Friday, December 30, 2005

Blows to the head: Opportunity cost

Blows to the Head

"Indianapolis gave Peyton Manning a $35 million signing bonus? Oh, don't you think maybe teachers and firefighters could have used a little of that money?"

Whenever an athlete signs for an ungodly amount of money, the organ grinders of social indignation crank up some variation of this little tune. It was played loudest in December 2000 when shortstop Alex Rodriguez signed a 10-year, $252 million contract with the Texas Rangers. The lyrics to this number go like this: With so many far more deserving people -- starving children! crossing guards! conjoined twins! -- how could the owner of the Rangers commit a quarter of a billion dollars to a baseball player?

The reasoning behind that statement is deeply flawed, and it involves a concept economists call "opportunity cost": When you spend money in one place, you are forgoing the opportunity to spend it somewhere else. When you purchase one thing, you are surrendering your ability to get something else. For example, when you buy that brand-new, ice-blue Jaguar, the monetary cost may be $60,000, but the opportunity cost may be a down payment on a house, a shiny boat, or a college education for an orphan. (Shame on you, by the way.) Whenever any of us spends money, we are calculating our own opportunity costs, and we tend to do it efficiently. But few of us are very good at recognizing anyone else's opportunity costs, let alone evaluating them.

Those who bemoan the fact that athletes are pooping in solid-gold toilets while teachers are eating dog food are saying society's priorities are out of whack. Not exactly a novel observation. However, to say that the money the Colts paid Peyton Manning (or at least a portion of it) should instead be distributed to teachers, firefighters, soldiers and the like is to assume that the opportunity cost of paying Manning $35 million is not paying public servants $35 million. That's not the case. The $35 million paid to Manning wasn't just sitting there in the Irsay family's bank account waiting to be spent any old way. The Colts received that money from a number of sources -- broadcast contracts, licensing agreements, stadium revenue, etc. -- all of which are contingent on the Colts fielding a football team. No team, no money. Further, unless you are the Arizona Cardinals, the point of fielding a professional football team is to win football games, and hopefully championships. The Colts organization believes that having Manning as their quarterback gives them the best chance to win, and they allocate their resources accordingly.

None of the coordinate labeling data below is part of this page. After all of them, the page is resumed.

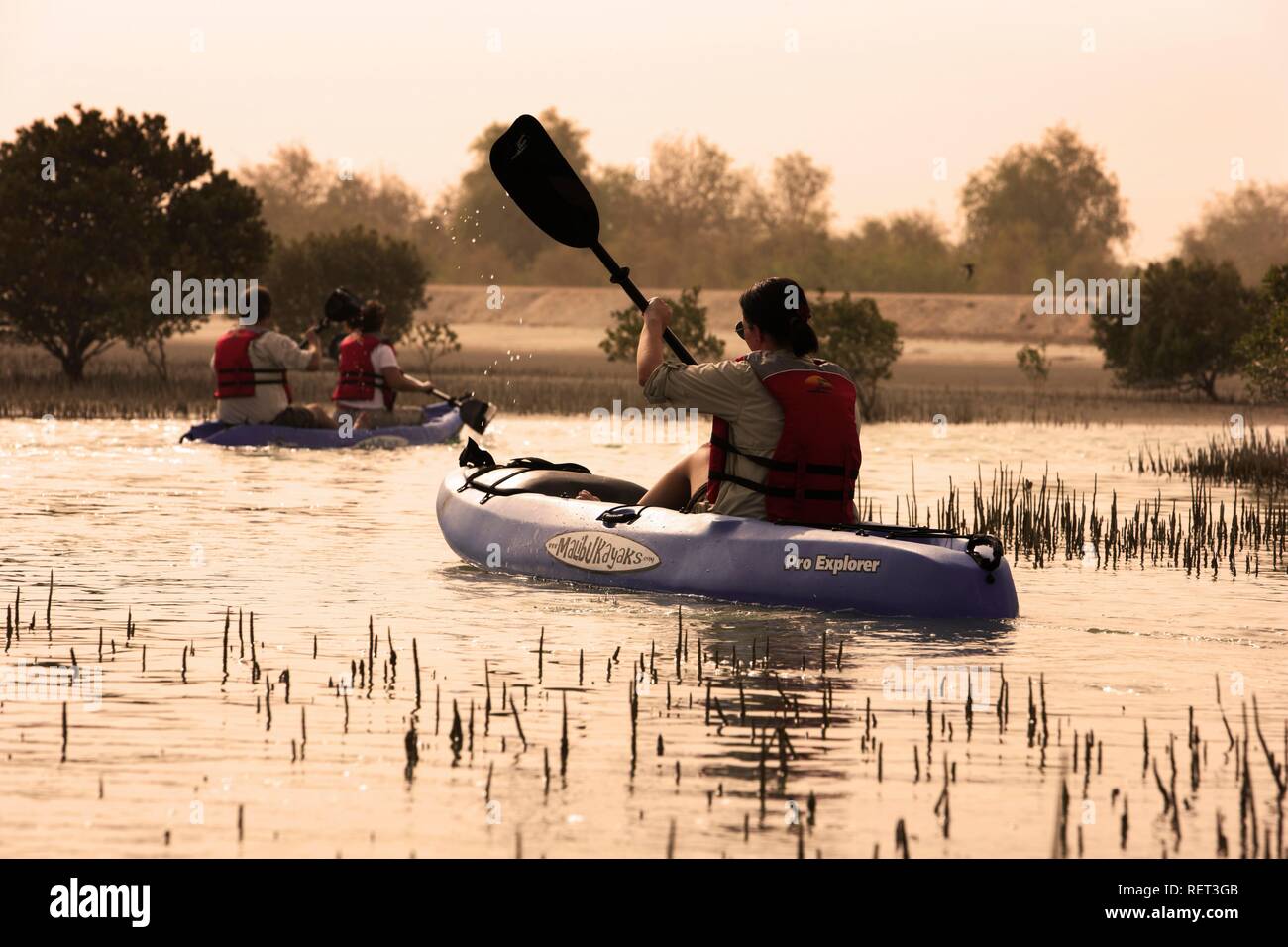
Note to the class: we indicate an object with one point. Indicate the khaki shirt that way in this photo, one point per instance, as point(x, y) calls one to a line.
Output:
point(269, 351)
point(728, 389)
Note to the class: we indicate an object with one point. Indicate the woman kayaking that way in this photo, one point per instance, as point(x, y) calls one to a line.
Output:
point(785, 441)
point(370, 376)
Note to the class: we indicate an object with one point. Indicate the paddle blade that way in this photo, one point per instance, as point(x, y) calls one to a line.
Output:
point(477, 414)
point(539, 178)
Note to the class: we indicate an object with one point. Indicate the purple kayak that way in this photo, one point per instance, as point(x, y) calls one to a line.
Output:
point(519, 518)
point(442, 423)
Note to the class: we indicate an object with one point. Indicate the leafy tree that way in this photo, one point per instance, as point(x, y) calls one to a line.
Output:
point(1263, 351)
point(1039, 209)
point(91, 210)
point(370, 264)
point(1192, 315)
point(855, 335)
point(688, 321)
point(1248, 227)
point(305, 196)
point(434, 341)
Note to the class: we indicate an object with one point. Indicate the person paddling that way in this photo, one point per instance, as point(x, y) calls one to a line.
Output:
point(370, 377)
point(785, 441)
point(252, 365)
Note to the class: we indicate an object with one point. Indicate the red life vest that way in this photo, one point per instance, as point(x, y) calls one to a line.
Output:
point(816, 459)
point(235, 375)
point(359, 377)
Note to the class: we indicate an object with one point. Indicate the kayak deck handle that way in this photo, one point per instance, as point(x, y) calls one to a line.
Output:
point(619, 515)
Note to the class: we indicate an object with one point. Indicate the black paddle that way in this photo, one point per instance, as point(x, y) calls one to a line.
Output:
point(542, 183)
point(476, 412)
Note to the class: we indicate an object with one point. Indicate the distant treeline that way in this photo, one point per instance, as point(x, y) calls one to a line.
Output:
point(690, 215)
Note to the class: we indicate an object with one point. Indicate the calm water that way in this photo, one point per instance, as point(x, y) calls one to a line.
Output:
point(314, 544)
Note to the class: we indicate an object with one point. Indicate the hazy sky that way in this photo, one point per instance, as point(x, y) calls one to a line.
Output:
point(876, 90)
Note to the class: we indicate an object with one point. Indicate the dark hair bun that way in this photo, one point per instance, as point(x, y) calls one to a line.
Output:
point(780, 309)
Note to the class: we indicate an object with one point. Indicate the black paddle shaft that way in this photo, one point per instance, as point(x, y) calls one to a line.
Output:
point(539, 178)
point(622, 277)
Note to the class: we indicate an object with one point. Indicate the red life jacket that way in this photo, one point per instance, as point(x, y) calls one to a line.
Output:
point(816, 459)
point(235, 375)
point(359, 376)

If it makes people feel better (but it probably won't), we could step back a few rows and look at the millions the Colts receive in revenue. That money comes from TV networks, licensees, concessionaires and others. And where did they get that money? From you and me, of course. When you buy a Peyton Manning replica jersey (or, really, any player's jersey), a tiny but nevertheless real percentage of the sale goes to the Colts, who use it to pay Manning. When you buy a bottle of Gatorade or a thing of Viagra or anything else advertised during NFL games, a tiny percentage goes to ESPN to buy advertising time during Sunday night football. Part of that ad fee ends up going to the Colts via the league's TV contract, and the Colts use it to pay Manning. Same thing with game tickets, big foam hats and any other consumer spending related to the NFL. So don't ask why the Colts are paying Manning $35 million rather than giving it to starving children. It's not an opportunity cost for the team. Instead, try asking why 1 million people are spending $35 apiece on Manning jerseys -- or Tom Brady jerseys or Donovan McNabb bobbleheads or Snickers bars or whatever -- instead of giving that money to starving children. Because if the Colts didn't have football players to give $35 million to, then they wouldn't have $35 million to give to football players. Sounds circular, right? Welcome to Earth.

All that said, don't get me wrong. There is definitely an opportunity cost associated with paying one player $35 million. Namely: That's $35 million you can't use to pay other players. Three years after signing his ridiculous contract with the Rangers, Rodriguez wanted out of Texas because he was tired of losing 90 games a year on a team that appeared to have no hope of improvement. The team, of course, had no hope of improvement because it had committed so much money to Rodriguez that it didn't have any left over to pay for pitching. Oops. Later, Rodriguez would say he didn't understand why people thought all he cared about was money. Turns out he wanted to make $252 million and win World Series titles. They don't pay these boys for their big brains.

(This is the first entry in Blows to the Head, an occasional series on the most common "thinking" errors committed by those who follow sports -- be they fans, journalists, analysts or just That Guy who says he could have made in the pros, too, if he'd really wanted to.)